Палубин вспомнил, что Галя вчера вечером после концерта была необычно возбуждена, и решил, что, вероятно, во время концерта, а может, и до него, Егоркин сделал предложение Лазаревой. Роману стало немножко грустно: расходятся с Иваном дорожки. Грустно было, что женится не он, а Егоркин. И снова вспомнилась Ира, снова почувствовал он радость, что она знакома с Галей. «Ира милей Лазаревой, – подумал он. – Галя слишком уж угловатая, быстрая, как стриж. А Ира – синичка… Спокойная, кругленькая, безобидная синичка!»

– А ты вчера с хорошей девчонкой познакомился, – одобрительно сказал Иван, почувствовав о чем думает Роман. – Галя ее хвалила! – приврал он. Вчера они с Галей были озабочены другим. – Ты как, договорился с ней? Поедете с нами загорать?

– Нет. Она не хочет…

– Понятно, боится… Приручать надо! Встретиться ты хоть с ней договорился?

– Она здесь… в прессовом работает.

– В прессовом? Это же рядом с нами… Вот тут, наискосок – чугунка, а рядом – прессовый!

6

До обеда Палубин не отходил от конвейера, перескакивал от передачи к передаче. Хотелось побольше поставить деталей, чтобы удрать пораньше в прессовый и не задержать конвейер. Детали, словно чувствовали, что сегодня не надо капризничать, легко вставали на места, болты затягивались беспрепятственно, и инструменты сами прыгали в руки. Работалось радостно, легко. Палубин улыбался, похваливал про себя послушные детали и поглядывал на круглые часы на стене, представляя встречу с Ирой. Как она отнесется к нему? Что теперь думает о нем? Взглянув в очередной раз на часы, Роман решил: пора! Окинул взглядом конвейер: нет, не должен встать из-за него, вон сколько передач впереди, схватил свежую паклю со стола и, вытирая на бегу масляные от болтов и гаек руки, побежал к выходу из цеха.

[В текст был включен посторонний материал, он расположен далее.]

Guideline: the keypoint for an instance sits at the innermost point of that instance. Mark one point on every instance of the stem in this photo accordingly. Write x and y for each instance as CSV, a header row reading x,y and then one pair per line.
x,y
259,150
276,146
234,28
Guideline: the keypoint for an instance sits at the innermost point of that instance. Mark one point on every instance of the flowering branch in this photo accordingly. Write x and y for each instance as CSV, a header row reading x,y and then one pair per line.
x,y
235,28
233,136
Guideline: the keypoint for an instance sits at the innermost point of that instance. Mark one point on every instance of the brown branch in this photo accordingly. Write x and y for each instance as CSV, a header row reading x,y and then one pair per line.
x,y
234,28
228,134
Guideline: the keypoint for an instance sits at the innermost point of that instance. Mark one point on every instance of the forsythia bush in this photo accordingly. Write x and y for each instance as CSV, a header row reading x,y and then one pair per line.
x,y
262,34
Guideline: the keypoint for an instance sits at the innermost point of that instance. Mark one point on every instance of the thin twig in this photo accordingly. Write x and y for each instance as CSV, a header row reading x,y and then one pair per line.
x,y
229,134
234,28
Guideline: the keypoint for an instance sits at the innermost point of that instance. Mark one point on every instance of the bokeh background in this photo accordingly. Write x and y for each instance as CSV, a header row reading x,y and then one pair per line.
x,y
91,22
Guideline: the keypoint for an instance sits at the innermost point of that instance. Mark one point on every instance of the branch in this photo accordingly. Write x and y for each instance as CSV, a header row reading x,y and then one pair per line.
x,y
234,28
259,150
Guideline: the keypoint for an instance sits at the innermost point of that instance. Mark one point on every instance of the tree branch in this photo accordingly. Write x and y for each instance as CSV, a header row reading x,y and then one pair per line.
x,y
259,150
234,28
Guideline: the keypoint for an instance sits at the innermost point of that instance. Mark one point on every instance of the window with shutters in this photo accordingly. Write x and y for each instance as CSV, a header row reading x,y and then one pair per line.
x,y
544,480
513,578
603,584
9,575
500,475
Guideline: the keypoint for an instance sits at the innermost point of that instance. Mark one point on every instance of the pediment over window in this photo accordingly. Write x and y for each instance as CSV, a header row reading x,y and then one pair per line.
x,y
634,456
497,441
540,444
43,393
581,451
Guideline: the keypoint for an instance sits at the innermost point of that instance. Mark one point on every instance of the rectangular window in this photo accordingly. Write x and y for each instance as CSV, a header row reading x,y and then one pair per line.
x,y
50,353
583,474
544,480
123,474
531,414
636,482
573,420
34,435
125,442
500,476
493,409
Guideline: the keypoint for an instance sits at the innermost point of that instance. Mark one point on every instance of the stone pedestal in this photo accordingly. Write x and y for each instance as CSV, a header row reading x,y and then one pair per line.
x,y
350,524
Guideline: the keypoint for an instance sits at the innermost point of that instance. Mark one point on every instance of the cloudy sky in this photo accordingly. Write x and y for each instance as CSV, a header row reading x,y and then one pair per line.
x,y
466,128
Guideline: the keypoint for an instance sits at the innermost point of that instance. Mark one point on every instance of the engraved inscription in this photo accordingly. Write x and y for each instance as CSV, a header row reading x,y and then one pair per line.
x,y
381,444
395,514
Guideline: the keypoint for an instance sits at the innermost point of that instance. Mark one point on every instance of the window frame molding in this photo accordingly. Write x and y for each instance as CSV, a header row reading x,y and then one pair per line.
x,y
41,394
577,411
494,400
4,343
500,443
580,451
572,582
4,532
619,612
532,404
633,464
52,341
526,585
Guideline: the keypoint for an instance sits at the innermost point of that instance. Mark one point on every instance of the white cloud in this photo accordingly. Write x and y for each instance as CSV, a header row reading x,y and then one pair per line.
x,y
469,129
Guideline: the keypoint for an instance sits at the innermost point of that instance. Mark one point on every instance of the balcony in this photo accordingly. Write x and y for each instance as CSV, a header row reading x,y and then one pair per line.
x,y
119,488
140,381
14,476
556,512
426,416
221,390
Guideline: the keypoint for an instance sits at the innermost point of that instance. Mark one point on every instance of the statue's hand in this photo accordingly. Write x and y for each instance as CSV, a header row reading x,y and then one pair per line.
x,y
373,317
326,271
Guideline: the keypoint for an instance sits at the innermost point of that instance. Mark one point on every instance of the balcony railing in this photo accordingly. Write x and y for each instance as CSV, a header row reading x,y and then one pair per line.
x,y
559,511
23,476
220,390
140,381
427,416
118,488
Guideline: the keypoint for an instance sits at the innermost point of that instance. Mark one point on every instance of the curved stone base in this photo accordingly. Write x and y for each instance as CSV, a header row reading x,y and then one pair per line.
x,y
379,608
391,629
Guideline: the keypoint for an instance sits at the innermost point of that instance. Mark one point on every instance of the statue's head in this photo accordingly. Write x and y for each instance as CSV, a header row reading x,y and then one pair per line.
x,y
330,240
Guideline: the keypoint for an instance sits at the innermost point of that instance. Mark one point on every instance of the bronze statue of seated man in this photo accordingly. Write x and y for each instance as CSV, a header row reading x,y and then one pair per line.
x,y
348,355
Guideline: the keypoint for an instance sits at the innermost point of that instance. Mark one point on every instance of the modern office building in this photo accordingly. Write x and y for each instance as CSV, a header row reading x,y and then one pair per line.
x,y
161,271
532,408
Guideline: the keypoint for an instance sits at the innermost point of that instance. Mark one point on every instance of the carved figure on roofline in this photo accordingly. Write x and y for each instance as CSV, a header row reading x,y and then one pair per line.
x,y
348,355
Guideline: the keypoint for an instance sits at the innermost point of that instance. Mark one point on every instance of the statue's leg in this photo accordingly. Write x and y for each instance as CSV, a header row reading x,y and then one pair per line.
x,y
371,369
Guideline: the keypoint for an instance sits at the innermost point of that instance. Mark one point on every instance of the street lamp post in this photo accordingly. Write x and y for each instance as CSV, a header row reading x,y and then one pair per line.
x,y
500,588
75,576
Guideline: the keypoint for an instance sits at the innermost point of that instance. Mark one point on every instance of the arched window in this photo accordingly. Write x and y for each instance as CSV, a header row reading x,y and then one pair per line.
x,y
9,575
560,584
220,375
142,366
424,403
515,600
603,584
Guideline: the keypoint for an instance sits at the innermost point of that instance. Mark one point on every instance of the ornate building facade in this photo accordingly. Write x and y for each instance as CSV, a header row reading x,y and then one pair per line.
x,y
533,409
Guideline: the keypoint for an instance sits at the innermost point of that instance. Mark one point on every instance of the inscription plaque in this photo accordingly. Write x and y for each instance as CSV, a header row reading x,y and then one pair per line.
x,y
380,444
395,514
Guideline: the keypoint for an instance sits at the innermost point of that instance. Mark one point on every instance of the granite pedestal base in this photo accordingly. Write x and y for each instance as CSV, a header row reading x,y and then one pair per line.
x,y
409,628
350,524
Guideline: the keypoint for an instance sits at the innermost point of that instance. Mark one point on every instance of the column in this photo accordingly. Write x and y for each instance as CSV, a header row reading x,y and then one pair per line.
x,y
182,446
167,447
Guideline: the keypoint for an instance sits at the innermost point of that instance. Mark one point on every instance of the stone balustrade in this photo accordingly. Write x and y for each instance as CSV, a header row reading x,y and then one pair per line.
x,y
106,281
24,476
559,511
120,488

Прессовый цех гремел, пыхтел; звякал, шипел, стучал, охал. Огромные прессы в беспорядке, как показалось Палубину, заполняли цех. Людей почти не было видно. Звенел, предупреждая, кран, легко переносивший по воздуху железный ящик. По узкому проходу меж прессами мимо Романа медленно полз электрокар с ящиком, доверху набитым металлическими стаканами. За рулем сидела женщина. Роман не знал, что это мать Гали, Зинаида Дмитриевна. Он вспомнил, что Ира говорила, что она штампует стаканы, и побежал за электрокаром. Догнал и крикнул Зинаиде Дмитриевне:

– Вы не подскажете, где Ира работает?

Зинаида Дмитриевна взглянула на него и развела руками: то ли не расслышала, то ли не знала где.

– Какая Ира? Грачева? – услышал Палубин за спиной и обернулся.

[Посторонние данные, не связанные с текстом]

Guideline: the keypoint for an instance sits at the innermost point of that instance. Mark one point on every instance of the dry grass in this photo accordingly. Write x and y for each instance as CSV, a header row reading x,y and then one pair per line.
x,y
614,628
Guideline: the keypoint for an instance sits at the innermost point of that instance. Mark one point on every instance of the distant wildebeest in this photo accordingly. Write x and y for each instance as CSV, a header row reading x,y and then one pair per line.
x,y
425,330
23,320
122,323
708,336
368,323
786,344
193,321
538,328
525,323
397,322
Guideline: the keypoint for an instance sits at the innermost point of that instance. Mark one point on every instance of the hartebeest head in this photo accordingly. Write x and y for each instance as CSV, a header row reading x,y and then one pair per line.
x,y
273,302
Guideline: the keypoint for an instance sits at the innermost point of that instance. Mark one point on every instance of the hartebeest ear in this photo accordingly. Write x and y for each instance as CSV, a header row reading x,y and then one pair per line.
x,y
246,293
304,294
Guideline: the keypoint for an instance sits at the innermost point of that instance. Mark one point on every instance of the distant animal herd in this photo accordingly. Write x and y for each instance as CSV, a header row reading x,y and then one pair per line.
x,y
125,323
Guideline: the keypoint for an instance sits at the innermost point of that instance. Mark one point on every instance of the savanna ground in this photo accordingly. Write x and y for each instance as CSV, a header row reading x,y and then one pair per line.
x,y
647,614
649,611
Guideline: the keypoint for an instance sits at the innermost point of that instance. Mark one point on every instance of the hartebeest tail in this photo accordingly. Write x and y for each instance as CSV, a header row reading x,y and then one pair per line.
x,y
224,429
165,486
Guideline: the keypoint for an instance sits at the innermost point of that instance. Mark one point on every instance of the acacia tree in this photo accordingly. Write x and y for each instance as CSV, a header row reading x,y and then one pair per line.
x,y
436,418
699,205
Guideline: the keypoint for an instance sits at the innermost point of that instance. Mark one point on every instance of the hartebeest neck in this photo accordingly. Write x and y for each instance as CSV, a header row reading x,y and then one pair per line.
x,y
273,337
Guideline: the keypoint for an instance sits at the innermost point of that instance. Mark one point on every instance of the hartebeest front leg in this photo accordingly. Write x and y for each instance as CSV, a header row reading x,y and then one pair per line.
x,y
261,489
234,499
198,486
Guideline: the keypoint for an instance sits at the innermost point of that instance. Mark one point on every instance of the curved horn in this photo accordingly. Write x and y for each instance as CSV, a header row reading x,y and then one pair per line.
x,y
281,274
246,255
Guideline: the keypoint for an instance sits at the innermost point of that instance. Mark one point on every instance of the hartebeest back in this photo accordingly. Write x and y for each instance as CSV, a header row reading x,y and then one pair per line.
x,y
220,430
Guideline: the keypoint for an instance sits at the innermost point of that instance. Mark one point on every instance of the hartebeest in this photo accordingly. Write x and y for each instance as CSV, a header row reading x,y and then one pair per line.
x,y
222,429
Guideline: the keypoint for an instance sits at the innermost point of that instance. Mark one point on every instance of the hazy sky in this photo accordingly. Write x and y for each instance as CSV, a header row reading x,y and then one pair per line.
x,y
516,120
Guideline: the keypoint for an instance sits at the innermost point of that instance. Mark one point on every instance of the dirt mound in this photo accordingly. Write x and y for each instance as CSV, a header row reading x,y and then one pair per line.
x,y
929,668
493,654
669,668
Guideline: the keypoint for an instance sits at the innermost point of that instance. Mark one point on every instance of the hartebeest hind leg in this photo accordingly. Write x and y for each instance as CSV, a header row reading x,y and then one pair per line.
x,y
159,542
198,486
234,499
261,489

Спрашивал парень в красной клетчатой рубахе. Роман не знал фамилии Иры и понял, что найти ее будет непросто. Цех огромный. Попробуй разыщи!

– Она стаканы штампует, – ответил он.

Парень оказался всезнающим. Он, вероятно, работал здесь давно.

– А-а! Это Нестерова, должно быть! Тихая такая, молодая! Вот туда топай! – указал парень. – Вон под тем лозунгом их участок!

Роман увидел вверху на балке щит со словами: «Сегодня работать лучше, чем вчера. Завтра – лучше, чем сегодня!» – и направился в ту сторону. Он шел напрямик, настороженно оглядывался, лавировал между станками, окруженными железными ящиками с готовыми деталями и заготовками, пока не уперся в зеленый щит, за которым, вероятно, и был участок, где работала Ира.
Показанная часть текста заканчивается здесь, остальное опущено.